Peter Hambro’s troubled Russian gold mining firm, Petropavlovsk (LSE: POG), published its interim results today.
Naturally, the firm focused on promising headline figures, such as production growth (up 5%), and a modest reduction in net debt, which fell by 3% from $948m to $924m.
Despite this, Petropavlovsk’s share price has edged lower following the results, and I think I know why.
1. Cash flow crisis
During the first six months of this year, Petropavlovsk generated $136.9m of cash from its operations. Of this, $36.7m (27%) was spent on interest payments, while 14% went on income tax.
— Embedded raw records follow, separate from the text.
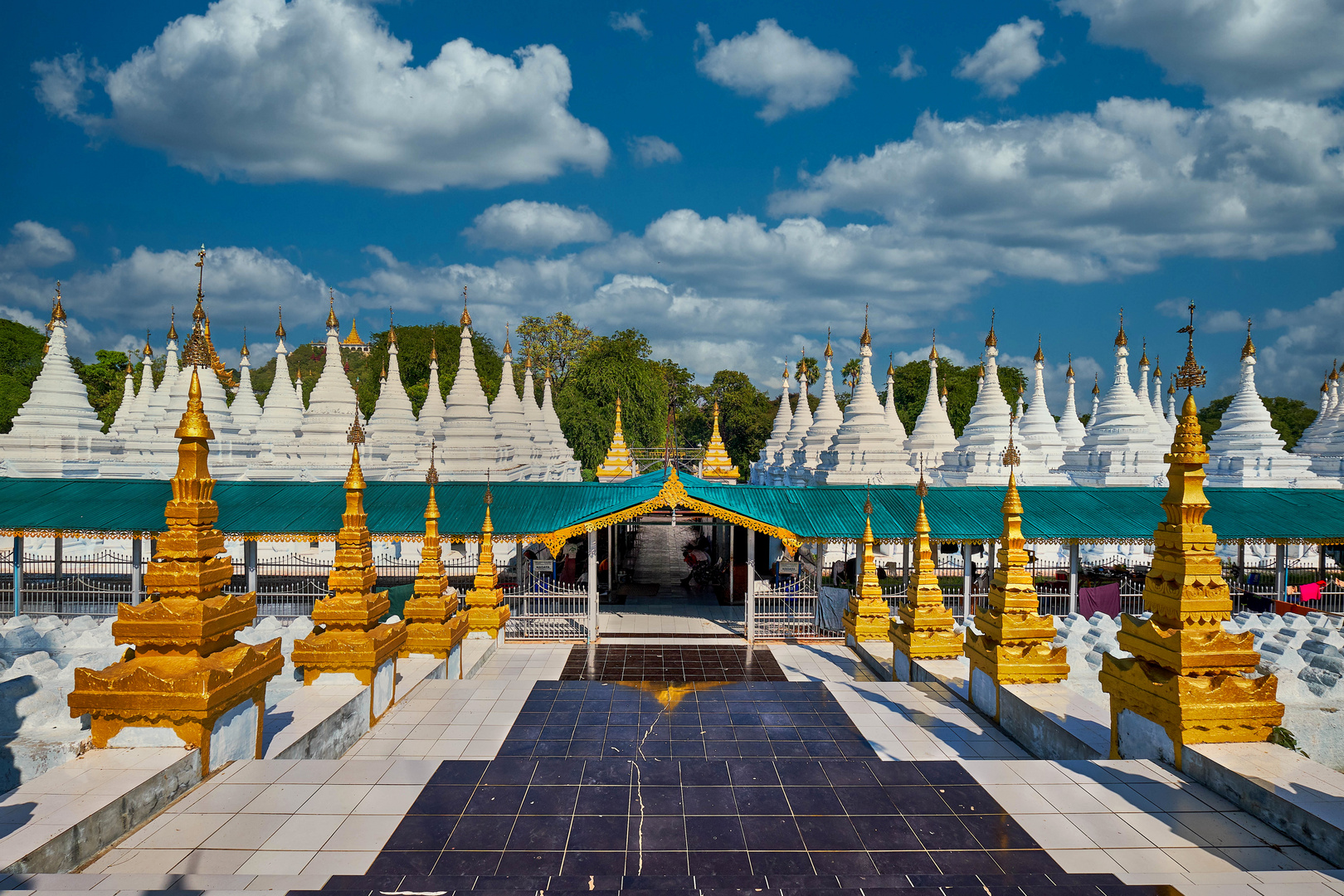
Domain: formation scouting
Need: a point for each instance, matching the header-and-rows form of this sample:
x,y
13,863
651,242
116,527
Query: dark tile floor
x,y
689,720
704,817
633,663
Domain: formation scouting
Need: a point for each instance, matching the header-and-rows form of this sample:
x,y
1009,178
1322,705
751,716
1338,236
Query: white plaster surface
x,y
234,735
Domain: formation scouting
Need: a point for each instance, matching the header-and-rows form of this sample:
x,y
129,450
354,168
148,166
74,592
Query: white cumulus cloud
x,y
631,22
1287,49
266,91
1008,58
527,225
908,69
652,151
789,73
1086,197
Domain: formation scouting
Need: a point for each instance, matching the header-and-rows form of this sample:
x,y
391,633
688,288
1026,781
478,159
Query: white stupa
x,y
537,427
245,409
932,436
1168,430
782,418
563,466
799,427
470,448
1092,416
331,406
1246,450
864,448
977,457
825,422
898,429
429,425
280,429
1120,446
1036,426
121,421
392,437
1070,427
1311,438
507,412
56,433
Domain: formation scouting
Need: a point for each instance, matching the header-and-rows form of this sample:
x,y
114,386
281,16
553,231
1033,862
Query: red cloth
x,y
1101,599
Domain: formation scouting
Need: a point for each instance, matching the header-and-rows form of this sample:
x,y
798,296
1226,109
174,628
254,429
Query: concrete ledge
x,y
121,790
1051,722
1285,790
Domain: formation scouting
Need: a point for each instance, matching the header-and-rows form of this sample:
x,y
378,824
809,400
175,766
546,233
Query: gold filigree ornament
x,y
187,670
1187,676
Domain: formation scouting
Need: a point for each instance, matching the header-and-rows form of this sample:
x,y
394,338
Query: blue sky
x,y
730,179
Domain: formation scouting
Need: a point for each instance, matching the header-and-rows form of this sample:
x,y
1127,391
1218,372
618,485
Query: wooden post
x,y
965,583
1073,578
592,587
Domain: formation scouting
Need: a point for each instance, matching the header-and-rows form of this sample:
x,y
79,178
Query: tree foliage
x,y
554,344
1288,416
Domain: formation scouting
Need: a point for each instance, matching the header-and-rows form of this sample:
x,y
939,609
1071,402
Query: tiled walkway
x,y
431,802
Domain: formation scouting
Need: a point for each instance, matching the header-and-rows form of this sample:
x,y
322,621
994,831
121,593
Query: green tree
x,y
1288,416
104,382
554,344
21,362
587,405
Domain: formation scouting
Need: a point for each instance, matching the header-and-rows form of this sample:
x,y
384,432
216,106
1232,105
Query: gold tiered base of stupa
x,y
350,638
187,672
869,613
1015,645
433,625
923,627
1188,681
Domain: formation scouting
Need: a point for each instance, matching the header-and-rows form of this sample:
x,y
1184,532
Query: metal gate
x,y
789,609
544,609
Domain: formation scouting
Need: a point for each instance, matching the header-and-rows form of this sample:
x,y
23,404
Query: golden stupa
x,y
186,674
617,465
487,610
1188,681
348,637
867,616
923,627
1015,645
718,465
433,624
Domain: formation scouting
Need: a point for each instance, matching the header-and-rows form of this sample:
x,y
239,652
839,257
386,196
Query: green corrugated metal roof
x,y
531,508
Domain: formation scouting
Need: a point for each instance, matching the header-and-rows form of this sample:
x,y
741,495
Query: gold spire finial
x,y
355,434
1011,455
1190,373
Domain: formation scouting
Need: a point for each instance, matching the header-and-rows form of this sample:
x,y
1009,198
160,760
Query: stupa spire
x,y
1188,680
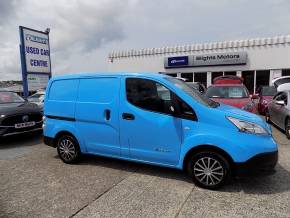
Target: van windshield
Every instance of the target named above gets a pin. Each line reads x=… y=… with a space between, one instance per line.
x=196 y=95
x=10 y=97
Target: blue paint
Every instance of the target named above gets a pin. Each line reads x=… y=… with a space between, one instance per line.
x=151 y=137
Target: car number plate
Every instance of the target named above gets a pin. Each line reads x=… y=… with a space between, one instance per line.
x=23 y=125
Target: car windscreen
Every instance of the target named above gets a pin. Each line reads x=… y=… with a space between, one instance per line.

That left $80m, which was not even enough to cover the firm’s $121m of capital expenditure, let alone reduce Petropavlovsk’s net debt, which was largely managed by a $106m repayment from the firm’s cash balance.
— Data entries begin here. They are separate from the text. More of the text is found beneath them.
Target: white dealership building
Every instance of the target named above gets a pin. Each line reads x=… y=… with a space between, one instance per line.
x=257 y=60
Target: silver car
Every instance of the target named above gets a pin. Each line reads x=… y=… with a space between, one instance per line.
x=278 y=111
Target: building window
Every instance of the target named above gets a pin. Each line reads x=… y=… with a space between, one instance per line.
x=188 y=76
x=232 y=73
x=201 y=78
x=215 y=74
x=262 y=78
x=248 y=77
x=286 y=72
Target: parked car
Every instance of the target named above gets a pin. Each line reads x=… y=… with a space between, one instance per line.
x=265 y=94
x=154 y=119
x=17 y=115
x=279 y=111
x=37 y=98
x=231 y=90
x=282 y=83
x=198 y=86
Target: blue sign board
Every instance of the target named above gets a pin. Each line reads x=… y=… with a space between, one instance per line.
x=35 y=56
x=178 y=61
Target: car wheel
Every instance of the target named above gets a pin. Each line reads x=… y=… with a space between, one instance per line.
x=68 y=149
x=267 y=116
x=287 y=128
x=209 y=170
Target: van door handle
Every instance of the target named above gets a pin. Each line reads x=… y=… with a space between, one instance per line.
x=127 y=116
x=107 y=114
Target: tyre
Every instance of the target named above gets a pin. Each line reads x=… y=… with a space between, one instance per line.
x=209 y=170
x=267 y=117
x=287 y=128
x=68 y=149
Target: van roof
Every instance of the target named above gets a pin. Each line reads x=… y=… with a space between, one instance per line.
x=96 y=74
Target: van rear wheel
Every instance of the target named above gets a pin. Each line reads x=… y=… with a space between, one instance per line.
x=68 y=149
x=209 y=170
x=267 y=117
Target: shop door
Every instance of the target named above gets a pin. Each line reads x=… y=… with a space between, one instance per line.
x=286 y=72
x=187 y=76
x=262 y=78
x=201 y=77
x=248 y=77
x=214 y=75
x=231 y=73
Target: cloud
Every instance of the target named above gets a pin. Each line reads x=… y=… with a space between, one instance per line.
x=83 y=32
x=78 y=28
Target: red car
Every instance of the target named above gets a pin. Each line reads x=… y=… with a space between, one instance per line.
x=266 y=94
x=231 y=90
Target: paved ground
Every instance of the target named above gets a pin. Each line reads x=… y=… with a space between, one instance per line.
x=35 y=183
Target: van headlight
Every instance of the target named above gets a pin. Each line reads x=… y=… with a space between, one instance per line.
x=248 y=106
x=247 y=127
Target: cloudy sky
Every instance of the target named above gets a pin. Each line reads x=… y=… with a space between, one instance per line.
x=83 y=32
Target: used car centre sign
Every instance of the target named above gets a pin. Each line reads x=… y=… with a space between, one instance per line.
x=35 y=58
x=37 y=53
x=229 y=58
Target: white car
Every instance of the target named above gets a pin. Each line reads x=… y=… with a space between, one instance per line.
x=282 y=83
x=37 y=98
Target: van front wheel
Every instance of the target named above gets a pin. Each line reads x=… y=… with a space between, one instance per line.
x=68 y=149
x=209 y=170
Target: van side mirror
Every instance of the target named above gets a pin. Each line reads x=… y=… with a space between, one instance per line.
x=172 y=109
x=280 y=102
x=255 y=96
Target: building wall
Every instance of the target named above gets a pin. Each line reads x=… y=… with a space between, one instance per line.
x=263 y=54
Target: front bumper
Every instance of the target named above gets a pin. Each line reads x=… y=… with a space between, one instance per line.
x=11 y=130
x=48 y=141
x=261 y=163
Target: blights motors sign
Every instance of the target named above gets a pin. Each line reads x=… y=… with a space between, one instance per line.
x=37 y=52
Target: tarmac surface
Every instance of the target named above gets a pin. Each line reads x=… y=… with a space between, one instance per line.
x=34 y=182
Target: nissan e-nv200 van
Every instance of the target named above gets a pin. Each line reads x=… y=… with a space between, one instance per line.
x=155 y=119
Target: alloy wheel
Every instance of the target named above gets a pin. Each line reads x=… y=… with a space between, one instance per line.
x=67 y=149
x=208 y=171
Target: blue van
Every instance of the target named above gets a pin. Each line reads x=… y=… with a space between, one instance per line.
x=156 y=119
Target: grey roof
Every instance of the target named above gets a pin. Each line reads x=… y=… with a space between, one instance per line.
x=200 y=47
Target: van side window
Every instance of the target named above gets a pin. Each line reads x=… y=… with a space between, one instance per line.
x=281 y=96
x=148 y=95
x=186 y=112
If we discount the firm’s $57.8m of expenditure on discontinued operations, free cash flow was $16m — mere pocket change compared to the firm’s $924m net debt.
2. Falling gold sale price
Petropavlovsk’s average gold sale price was $1,386/oz. during the first half, thanks to forward sale contracts, which added an average of $93 to every ounce sold.
Unfortunately, these contracts are rapidly expiring, and pushing down the firm’s average gold sales price.
As of today, Petropavlovsk has forward contracts to sell 163,134oz of gold at an average price of $1,314/oz. — just $25 above the current gold spot price. Unless the price of gold rises sharply, these contracts are likely to have been used by the end of this year, leaving the firm’s gold sales price at a new low.
3. $300m due date
Petropavlovsk has $300m of debt due for repayment in the next twelve months, and has cut capital expenditure by 58% this year, to free up additional cash to service its debt mountain.
Refinancing is under way, but the reality is that the banks and bondholders have total control over Petropavlovsk, as they could pull the plug on the firm at any moment.
What this means for shareholders is that every cent of disposable cash will be used to service Petropavlovsk’s debts, for the foreseeable future. There will be no money for dividends, buybacks or major new projects.
In effect, Petropavlovsk’s 36p share price is an option on the firm’s survival: if I’m wrong, the shares should be worth a lot more, but if I’m right, they could fall to zero.